Ich möchte nicht auf einzelne Punkte eingehen. Wichtig ist: Es braucht weniger Bürokratie. Weniger Papierkram. Weniger Nachweise, die erbracht werden müssen. Viele Betriebe haben Mitarbeiter, die sich nur um Vergaben kümmern und um nichts anderes – eben weil so viele Vorgaben zu erfüllen sind.
Da würde schon mal die Digitalisierung der Prozesse helfen. Was allerdings nicht hilft: Wir brauchen eben keine zusätzlichen Kriterien, die dann zuschlagsrelevant wären, aber eigentlich gar nichts mit der eigentlichen Vergabe zu tun haben. Zum einen können gerade kleinere Betriebe diese Kriterien gar nicht erfüllen. Zum anderen führen sie zu noch mehr Bürokratie und gerade die wollen wir ja eigentlich abbauen.
Ihre Forderungen sind damit eigentlich klar.
Wir haben in Gesprächen mit der Staatsregierung deutlich gemacht, in welche Richtung wir uns die Novellierung des Vergabegesetzes vorstellen können und was aus unserer Sicht nicht geht. Das alles bereits vor der eigentlichen Anhörung, die bei Gesetzesvorhaben der Regelfall ist und wo die Beteiligten ihre Argumente darlegen oder auch Verbesserungsvorschläge machen. Am Punkt der Anhörung sind wir aber noch gar nicht.
Eigentlich müsste doch eine Einigung daher möglich sein?
Wir sind kompromissbereit. Und es gab in den vergangenen Wochen viele Gespräche. Ich kann gar nicht mehr zählen, wie oft ich oder auch die zuständigen Mitarbeiter der Kammer zu Gesprächen in Dresden waren.

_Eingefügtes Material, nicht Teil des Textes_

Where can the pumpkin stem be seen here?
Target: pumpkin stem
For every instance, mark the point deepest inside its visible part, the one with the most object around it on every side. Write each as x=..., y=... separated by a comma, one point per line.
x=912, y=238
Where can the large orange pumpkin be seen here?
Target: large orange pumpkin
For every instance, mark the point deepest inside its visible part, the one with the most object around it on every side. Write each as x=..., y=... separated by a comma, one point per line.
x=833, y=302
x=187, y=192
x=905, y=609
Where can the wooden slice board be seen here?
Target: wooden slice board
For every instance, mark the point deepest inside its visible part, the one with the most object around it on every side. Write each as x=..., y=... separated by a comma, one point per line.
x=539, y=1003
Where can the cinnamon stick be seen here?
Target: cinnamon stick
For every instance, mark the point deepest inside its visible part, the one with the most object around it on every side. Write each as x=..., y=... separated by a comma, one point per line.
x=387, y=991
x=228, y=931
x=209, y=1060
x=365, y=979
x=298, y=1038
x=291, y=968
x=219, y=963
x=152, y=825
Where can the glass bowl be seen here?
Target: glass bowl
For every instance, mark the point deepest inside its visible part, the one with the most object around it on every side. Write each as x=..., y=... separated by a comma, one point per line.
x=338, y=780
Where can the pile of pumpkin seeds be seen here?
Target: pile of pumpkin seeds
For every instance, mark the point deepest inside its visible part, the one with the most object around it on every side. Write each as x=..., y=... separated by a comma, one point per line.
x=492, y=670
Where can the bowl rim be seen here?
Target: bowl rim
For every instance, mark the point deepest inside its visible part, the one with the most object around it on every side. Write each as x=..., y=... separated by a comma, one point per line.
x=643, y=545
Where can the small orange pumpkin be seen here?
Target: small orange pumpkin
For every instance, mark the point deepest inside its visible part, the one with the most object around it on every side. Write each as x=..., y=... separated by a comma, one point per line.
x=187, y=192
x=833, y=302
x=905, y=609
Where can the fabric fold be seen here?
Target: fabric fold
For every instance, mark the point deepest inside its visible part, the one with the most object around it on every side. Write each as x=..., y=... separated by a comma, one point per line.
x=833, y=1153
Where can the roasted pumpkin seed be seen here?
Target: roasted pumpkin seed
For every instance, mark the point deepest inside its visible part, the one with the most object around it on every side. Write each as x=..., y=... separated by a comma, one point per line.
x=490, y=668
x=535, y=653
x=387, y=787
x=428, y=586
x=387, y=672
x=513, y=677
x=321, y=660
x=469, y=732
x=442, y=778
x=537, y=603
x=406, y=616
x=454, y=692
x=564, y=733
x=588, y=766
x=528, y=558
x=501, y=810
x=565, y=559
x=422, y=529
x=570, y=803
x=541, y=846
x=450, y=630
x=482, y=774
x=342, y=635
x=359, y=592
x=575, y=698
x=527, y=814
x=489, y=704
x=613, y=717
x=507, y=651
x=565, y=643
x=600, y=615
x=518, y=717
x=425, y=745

Einen Gesetzentwurf, über den man sich wirklich austauschen kann und bei dem nur noch kleinere Stellschrauben zu drehen sind, gibt es aber bis heute nicht.
Wie geht’s weiter?
Wenn wir das wüssten. Die Vorschläge liegen auf dem Tisch und auch die für die Kammern strittigen Punkte sind bekannt. Die Zeit wird knapp für die jetzige Regierungskoalition. Das bisherige Vergabegesetz gilt aber auch erstmal weiter, was vielleicht sogar besser ist als ein neues Gesetz mit allerhand bürokratischen Vorgaben, die unsere Betriebe dann noch mehr von der Teilnahme an Aufträgen der öffentlichen Hand abhalten. Angesichts der Lage auf dem Bau – der naturgemäß am stärksten vom Vergaberecht betroffen ist – kann das auch nicht der Weg sein, den man gehen sollte.